Power_Outage_Model

Our exploratory data analysis on this dataset can be found here.

Framing The Problem

Our Prediction Problem/ Type:

Our prediction problem is determinging the duration of a power outage based on it’s characteristics. This is a regression problem.

Response Variable:

We are trying to predict the duration of a power outage given the information we have about the outage.

Metric:

We are using R^2 as our metric for model performance. We chose this metric since it accurately measures how well our model is fit to the data. R^2 is a also good metric for our problem since we are trying to predict a continuous variable.We also used this metric since it is built in the .score() method of sklearn. Other methods require additional methods and are not built into the library we are using.

Justify Information Known At “Time of Prediction”

We carefully selected features from the dataset that were only known when the power outage had just started. These are all variables such as the location of the power outage, the start date, and climate information of the power outage. These are all information that is readily available to us when the power outage has just started.

Baseline Model

Features and Description of Model

Our first model is very simple and does basic feature engineering and uses a limited amount of data. We used the following features: Population:

Population of the state the power outage is in Cause Category:
The cause of the power outage Population urban:
The percentage of the population in the state that is urban

We have two quantitative features and one categorical feature that is nominal.

We performed the neccessary encoding of the cause.category column.

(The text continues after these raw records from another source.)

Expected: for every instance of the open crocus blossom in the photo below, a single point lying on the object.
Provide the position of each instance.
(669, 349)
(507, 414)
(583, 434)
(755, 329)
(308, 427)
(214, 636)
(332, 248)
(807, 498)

Obviously, this was a categorical column so we used the OneHotEncoder in our pipeline.

Model Performance

Our current model is very bad since it is very overfit. We need to add more features, perform feature engineering, and optimize our tree depth to improve our model. Our model would average a training R^2 of .70 and testing R^2 of .05. This model is very overfit and does not generalize well to new data.

Final Model

Features Added With Reasoning

We added the following features to our model:

Month: The month the power outage started. This feature might of impropved our perfromance since winter months might have longer power outages than summer months.
Climate Category: The climate category of the state the power outage is in. This feature might have improved our performance since some climates might have longer lasting outages than others.
Anomaly Level: This gives us more weather information about the power outage’s location. We believe that worse weather might make it harder for power outages to be fixed, increasing the length of the outage.

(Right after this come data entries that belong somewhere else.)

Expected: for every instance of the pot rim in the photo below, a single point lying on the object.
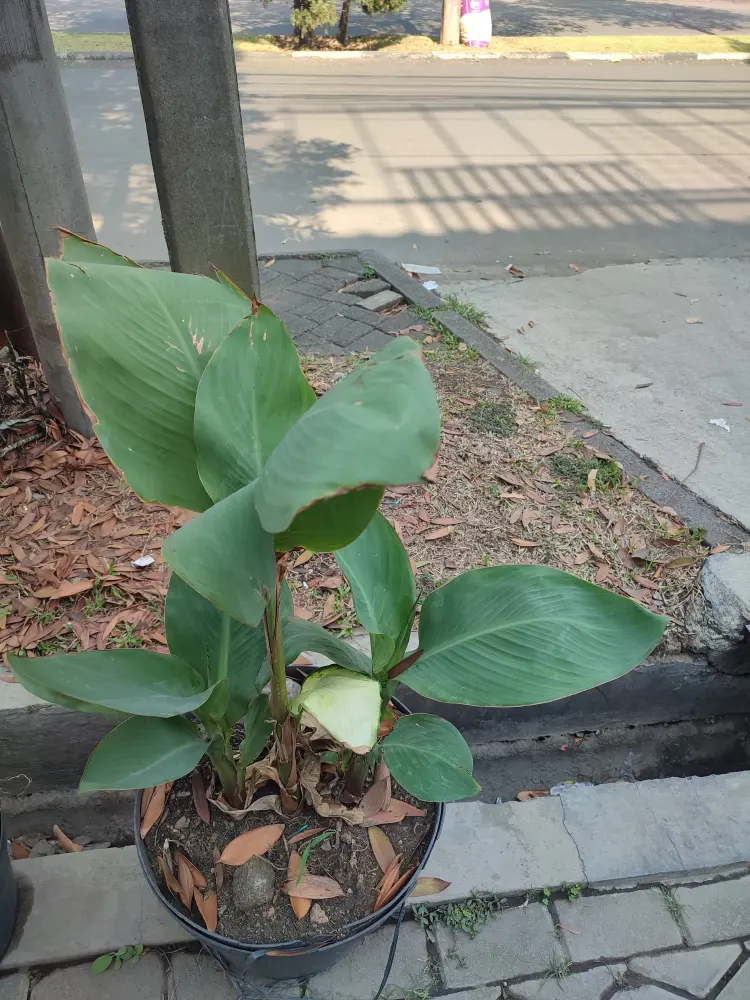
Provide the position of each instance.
(344, 933)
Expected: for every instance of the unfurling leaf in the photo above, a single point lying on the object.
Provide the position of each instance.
(427, 886)
(250, 844)
(313, 887)
(199, 797)
(300, 905)
(346, 704)
(381, 848)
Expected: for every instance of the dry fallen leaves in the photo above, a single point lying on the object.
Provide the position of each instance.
(381, 848)
(428, 886)
(154, 810)
(250, 844)
(313, 887)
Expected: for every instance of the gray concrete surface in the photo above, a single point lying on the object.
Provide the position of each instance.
(617, 338)
(461, 163)
(534, 17)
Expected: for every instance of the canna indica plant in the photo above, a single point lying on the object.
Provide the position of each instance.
(200, 400)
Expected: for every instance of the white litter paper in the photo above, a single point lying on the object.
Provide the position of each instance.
(143, 561)
(421, 268)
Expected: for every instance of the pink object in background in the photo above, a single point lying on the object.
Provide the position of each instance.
(476, 23)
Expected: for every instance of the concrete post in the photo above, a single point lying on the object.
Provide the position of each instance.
(188, 80)
(41, 185)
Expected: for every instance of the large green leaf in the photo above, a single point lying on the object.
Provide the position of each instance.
(379, 425)
(202, 635)
(227, 557)
(78, 250)
(330, 524)
(380, 575)
(430, 758)
(258, 729)
(344, 703)
(144, 752)
(137, 342)
(133, 681)
(301, 636)
(251, 392)
(525, 635)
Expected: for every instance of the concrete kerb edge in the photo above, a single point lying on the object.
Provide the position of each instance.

Model Chosen, Feature Engineering, and Hyperparameters

We chose to stick with the Decision Tree Regressor since it is a very simple model that is easy to interpret. We also continued to use the OneHotEncoder for our categorical features. We also binarized the POPDEN_RURAL variable since it was a continuous variable. We determined the cutoff for this variable in project 3, and binarized it since you can seperate states into rural and urban based on this variable. We also quantailized the Population feature since it was a continuous variable. This allows for the model to better understand the relationship between population and the duration of the power outage.

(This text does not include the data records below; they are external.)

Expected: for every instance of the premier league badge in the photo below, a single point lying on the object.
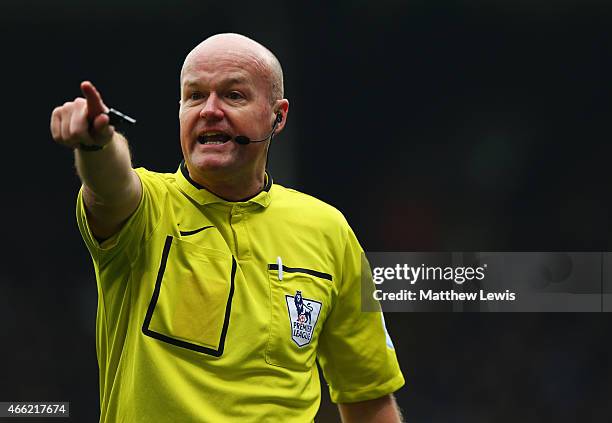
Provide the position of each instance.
(303, 316)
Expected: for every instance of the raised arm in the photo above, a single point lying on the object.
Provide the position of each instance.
(111, 188)
(380, 410)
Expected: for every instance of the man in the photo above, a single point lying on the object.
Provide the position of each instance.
(217, 288)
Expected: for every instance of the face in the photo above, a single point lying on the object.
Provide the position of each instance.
(224, 93)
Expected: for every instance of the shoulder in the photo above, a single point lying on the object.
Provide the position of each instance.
(307, 208)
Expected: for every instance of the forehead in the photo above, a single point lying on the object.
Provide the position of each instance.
(224, 66)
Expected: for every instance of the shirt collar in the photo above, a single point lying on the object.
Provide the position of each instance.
(202, 196)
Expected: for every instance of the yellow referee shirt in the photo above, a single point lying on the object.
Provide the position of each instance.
(215, 311)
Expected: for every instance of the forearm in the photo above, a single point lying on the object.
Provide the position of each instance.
(380, 410)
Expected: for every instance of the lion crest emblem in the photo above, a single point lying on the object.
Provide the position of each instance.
(303, 316)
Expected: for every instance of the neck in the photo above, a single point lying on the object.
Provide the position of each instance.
(231, 188)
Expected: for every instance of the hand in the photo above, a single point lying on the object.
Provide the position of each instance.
(82, 121)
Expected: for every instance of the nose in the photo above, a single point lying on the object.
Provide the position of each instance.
(211, 110)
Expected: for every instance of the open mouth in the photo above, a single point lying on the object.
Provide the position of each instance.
(213, 138)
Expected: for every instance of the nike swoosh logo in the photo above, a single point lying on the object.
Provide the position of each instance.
(195, 231)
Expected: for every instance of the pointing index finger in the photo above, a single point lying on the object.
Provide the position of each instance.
(95, 105)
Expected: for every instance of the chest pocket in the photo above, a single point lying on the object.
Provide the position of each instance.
(301, 300)
(192, 299)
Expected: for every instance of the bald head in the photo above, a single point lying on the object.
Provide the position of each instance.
(263, 60)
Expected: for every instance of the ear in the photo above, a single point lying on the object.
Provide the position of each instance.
(281, 110)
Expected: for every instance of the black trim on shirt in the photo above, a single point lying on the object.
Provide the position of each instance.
(178, 342)
(302, 270)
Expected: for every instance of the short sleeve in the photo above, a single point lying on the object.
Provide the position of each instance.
(138, 227)
(355, 351)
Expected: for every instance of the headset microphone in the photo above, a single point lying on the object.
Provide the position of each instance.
(243, 140)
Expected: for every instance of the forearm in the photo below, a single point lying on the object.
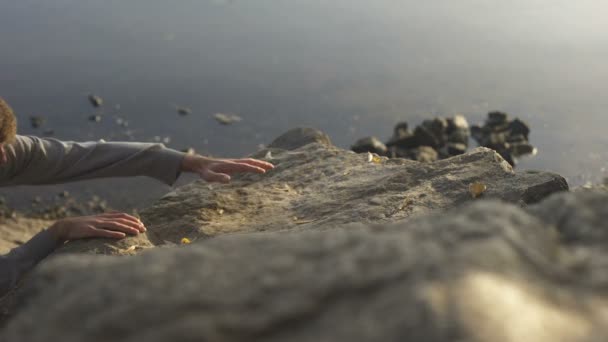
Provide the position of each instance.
(23, 258)
(34, 160)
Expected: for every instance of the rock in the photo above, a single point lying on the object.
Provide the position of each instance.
(508, 138)
(95, 100)
(401, 129)
(369, 144)
(299, 137)
(454, 149)
(37, 121)
(424, 154)
(302, 261)
(457, 275)
(521, 149)
(226, 119)
(95, 118)
(189, 150)
(457, 122)
(183, 111)
(518, 127)
(497, 119)
(425, 137)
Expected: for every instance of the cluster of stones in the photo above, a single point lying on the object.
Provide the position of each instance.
(507, 137)
(434, 139)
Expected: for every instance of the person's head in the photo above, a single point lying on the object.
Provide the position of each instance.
(8, 127)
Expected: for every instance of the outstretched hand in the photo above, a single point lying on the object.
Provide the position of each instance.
(219, 170)
(108, 225)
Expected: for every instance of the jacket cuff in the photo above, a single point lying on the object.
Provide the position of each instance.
(172, 162)
(37, 248)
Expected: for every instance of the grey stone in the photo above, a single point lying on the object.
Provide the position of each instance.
(369, 144)
(328, 246)
(299, 137)
(518, 126)
(489, 271)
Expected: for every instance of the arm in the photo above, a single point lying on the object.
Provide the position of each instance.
(22, 259)
(32, 160)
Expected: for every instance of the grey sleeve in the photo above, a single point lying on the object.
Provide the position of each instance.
(23, 258)
(33, 160)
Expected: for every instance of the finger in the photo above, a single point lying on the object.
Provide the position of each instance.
(116, 214)
(211, 176)
(96, 232)
(232, 167)
(116, 226)
(255, 162)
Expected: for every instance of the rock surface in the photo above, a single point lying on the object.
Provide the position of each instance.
(487, 272)
(330, 246)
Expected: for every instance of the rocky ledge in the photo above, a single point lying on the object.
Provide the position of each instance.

For our feature engineering, we used GridSearchCV to find the best hyperparameters for our model. We used the following hyperparameters: max_depth, min_samples_split. These are good hyperparameters since they prevent overfitting. The hyperparamters we ended up using are max_depth=3 and min_samples_split=20. These hyperparameters are good since they prevent overfitting and allow the model to generalize well to new data.

Model Performance Compared to Baseline

Although are training R^2 is lower than our baseline model, our testing R^2 is higher. This means that our model is not overfit and is able to generalize well to new data. Our model would average a training R^2 of .25 and testing R^2 of .25. This model is better than our baseline model since the testing R^2 is higher.

Fairness Analysis

Our choice for Group X:

Power outages that occur in the months 1-6.

Our choice for Group Y:

Power outages that occur in the months 7-12.

Evaluation Metric

The evaluation metric that we are going to be using is the R^2.

Null Hypothesis:

Our model is fair. The R^2 for Group X and Group Y are roughly the same, and any differences are due to random chance.

Alternative Hypothesis:

Our model is unfair. The R^2 for Group X is higher than the R^2 for Group Y.

Test Statistic, Signifigance Level, P-Value

For our test-statistic, we chose the difference between R^2 scores of Group X and Y. Our alpha or significance level that we are going to be measuring our strength of evidence with is 0.05. After running our permutation tests, we get a p-value of 0.322 which is greater than our significance level of 0.05.

Conclusion

Based on the evidence from our permutation test, we fail to reject the null because our p_value is higher than our significance level of 0.05. This evidence suggests that we cannot support the claim that the R^2 for Group X, our “early” months (1-6), is higher than the R^2 for Group Y, our “later” months (7-12).